Did you know that the Perry Park neighborhood has more Lebanese and Czechoslovakian ancestry people living in it than nearly any neighborhood in America? It's true! In fact, 2.9% of this neighborhood's residents have Lebanese ancestry and 0.6% have Czechoslovakian ancestry.
How wealthy a neighborhood is, from very wealthy, to middle income, to low income is very formative with regard to the personality and character of a neighborhood. Equally important is the rate of people, particularly children, who live below the federal poverty line. In some wealthy gated communities, the areas immediately surrounding can have high rates of childhood poverty, which indicates other social issues. NeighborhoodScout's analysis reveals both aspects of income and poverty for this neighborhood.

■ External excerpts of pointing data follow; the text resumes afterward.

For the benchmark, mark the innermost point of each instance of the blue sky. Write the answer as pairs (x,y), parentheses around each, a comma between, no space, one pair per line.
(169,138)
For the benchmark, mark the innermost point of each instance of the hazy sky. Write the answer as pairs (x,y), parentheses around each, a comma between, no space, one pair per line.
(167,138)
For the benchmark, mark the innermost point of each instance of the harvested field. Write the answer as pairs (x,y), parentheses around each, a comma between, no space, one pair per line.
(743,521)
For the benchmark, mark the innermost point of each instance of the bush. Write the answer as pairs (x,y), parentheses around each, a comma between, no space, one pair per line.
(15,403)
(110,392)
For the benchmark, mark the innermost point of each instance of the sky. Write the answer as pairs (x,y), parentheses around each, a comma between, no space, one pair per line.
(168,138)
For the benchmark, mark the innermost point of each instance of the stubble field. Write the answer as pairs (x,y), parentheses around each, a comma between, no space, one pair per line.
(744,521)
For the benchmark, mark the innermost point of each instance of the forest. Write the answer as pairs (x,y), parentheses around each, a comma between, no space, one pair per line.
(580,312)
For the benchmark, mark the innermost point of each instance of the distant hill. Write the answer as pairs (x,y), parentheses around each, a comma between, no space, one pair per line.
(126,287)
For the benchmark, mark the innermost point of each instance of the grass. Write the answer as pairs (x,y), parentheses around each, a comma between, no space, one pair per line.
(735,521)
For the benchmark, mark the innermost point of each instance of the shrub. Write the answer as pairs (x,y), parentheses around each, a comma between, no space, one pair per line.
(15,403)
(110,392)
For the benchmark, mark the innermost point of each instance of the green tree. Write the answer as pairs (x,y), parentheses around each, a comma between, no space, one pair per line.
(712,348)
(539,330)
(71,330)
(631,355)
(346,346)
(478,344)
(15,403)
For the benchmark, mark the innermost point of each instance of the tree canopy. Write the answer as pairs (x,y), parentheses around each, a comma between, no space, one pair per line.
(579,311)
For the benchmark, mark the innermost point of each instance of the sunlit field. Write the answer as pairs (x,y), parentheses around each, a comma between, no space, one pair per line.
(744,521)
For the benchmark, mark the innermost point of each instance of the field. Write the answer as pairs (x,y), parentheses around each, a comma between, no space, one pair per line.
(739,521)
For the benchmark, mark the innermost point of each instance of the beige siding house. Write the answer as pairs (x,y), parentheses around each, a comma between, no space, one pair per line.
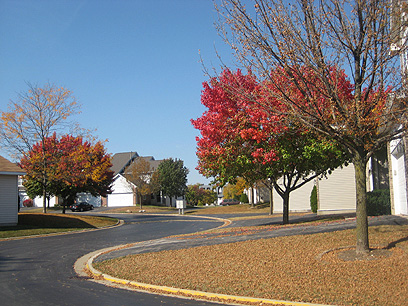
(337,193)
(9,173)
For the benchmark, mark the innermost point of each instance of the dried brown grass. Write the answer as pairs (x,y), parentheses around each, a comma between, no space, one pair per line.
(283,268)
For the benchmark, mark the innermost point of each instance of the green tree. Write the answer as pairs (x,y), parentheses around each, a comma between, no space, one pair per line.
(172,177)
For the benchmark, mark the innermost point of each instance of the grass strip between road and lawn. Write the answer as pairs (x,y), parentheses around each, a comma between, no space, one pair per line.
(30,224)
(295,268)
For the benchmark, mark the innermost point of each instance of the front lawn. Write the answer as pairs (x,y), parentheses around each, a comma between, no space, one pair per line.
(291,268)
(38,224)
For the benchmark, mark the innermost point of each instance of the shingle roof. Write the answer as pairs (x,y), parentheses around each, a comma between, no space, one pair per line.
(121,160)
(7,167)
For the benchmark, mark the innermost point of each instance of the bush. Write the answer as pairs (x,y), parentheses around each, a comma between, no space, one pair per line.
(28,203)
(378,202)
(313,200)
(243,198)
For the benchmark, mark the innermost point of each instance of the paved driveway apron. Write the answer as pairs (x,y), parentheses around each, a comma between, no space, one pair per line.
(39,271)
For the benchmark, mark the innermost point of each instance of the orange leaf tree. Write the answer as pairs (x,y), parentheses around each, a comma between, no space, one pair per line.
(34,116)
(71,165)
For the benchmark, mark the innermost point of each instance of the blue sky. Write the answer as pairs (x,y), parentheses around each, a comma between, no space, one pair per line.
(133,65)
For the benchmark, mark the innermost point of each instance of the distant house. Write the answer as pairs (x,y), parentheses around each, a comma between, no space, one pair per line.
(9,202)
(337,192)
(123,190)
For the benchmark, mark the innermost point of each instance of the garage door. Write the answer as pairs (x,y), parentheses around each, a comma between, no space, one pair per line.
(120,199)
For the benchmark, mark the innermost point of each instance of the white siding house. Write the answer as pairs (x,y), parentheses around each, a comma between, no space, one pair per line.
(399,202)
(122,192)
(9,204)
(337,193)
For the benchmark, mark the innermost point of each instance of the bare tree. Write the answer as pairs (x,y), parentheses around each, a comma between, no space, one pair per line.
(308,41)
(34,116)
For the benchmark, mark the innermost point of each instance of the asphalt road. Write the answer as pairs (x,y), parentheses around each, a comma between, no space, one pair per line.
(39,271)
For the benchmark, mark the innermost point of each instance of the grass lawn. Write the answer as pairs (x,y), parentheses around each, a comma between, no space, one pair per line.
(145,208)
(37,223)
(285,268)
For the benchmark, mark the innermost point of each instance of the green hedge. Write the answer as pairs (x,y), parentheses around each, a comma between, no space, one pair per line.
(378,202)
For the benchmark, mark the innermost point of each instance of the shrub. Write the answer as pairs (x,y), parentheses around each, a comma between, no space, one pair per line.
(28,203)
(243,198)
(313,200)
(378,202)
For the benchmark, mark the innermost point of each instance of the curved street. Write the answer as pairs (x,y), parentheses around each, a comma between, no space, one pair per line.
(39,271)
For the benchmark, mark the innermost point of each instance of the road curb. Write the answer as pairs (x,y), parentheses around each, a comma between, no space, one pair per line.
(84,268)
(165,290)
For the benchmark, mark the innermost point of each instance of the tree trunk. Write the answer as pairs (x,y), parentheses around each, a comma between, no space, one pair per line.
(44,199)
(285,198)
(141,201)
(362,246)
(252,198)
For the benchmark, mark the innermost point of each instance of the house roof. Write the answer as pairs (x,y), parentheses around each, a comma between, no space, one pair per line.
(8,168)
(150,159)
(122,160)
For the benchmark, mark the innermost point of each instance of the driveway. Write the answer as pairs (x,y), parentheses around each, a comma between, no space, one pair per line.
(39,271)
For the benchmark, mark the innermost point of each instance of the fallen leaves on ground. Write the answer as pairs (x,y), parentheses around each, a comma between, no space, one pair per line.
(283,268)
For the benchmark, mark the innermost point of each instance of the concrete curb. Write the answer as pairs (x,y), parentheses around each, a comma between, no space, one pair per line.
(186,293)
(84,268)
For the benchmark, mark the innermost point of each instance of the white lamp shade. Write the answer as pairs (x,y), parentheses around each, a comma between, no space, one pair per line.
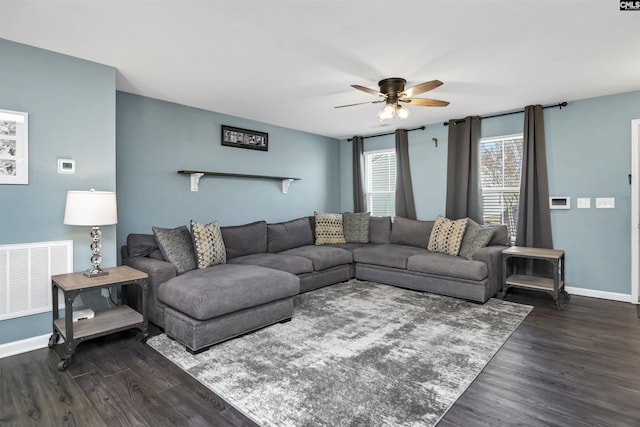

The neighbors in the Perry Park neighborhood in Larkspur are wealthy, making it among the 15% highest income neighborhoods in America. NeighborhoodScout's exclusive analysis reveals that this neighborhood has a higher income than 94.5% of the neighborhoods in America. In addition, 0.0% of the children seventeen and under living in this neighborhood are living below the federal poverty line, which is a lower rate of childhood poverty than is found in 100.0% of America's neighborhoods.
The old saying "you are what you eat" is true. But it is also true that you are what you do for a living. The types of occupations your neighbors have shape their character, and together as a group, their collective occupations shape the culture of a place.
In the Perry Park neighborhood, 60.3% of the working population is employed in executive, management, and professional occupations. The second most important occupational group in this neighborhood is sales and service jobs, from major sales accounts, to working in fast food restaurants, with 17.5% of the residents employed. Other residents here are employed in manufacturing and laborer occupations (12.3%), and 9.9% in clerical, assistant, and tech support occupations.
The most common language spoken in the Perry Park neighborhood is English, spoken by 94.8% of households.
Culture is the shared learned behavior of peoples. Undeniably, different ethnicities and ancestries have different cultural traditions, and as a result, neighborhoods with concentrations of residents of one or another ethnicities or ancestries will express those cultures. It is what makes the North End in Boston so fun to visit for the Italian restaurants, bakeries, culture, and charm, and similarly, why people enjoy visiting Chinatown in San Francisco.
In the Perry Park neighborhood in Larkspur, CO, residents most commonly identify their ethnicity or ancestry as German (29.0%). There are also a number of people of English ancestry (15.5%), and residents who report Irish roots (11.6%), and some of the residents are also of Italian ancestry (6.2%), along with some Mexican ancestry residents (4.4%), among others.
How you get to work – car, bus, train or other means – and how much of your day it takes to do so is a large quality of life and financial issue. Especially with gasoline prices rising and expected to continue doing so, the length and means of one's commute can be a financial burden. Some neighborhoods are physically located so that many residents have to drive in their own car, others are set up so many walk to work, or can take a train, bus, or bike. The greatest number of commuters in Perry Park neighborhood spend between 45 minutes and one hour commuting one-way to work (36.6% of working residents), longer and tougher than most commutes in America.
Here most residents (69.6%) drive alone in a private automobile to get to work. In addition, quite a number also carpool with coworkers, friends, or neighbors to get to work (6.9%) . In a neighborhood like this, as in most of the nation, many residents find owning a car useful for getting to work.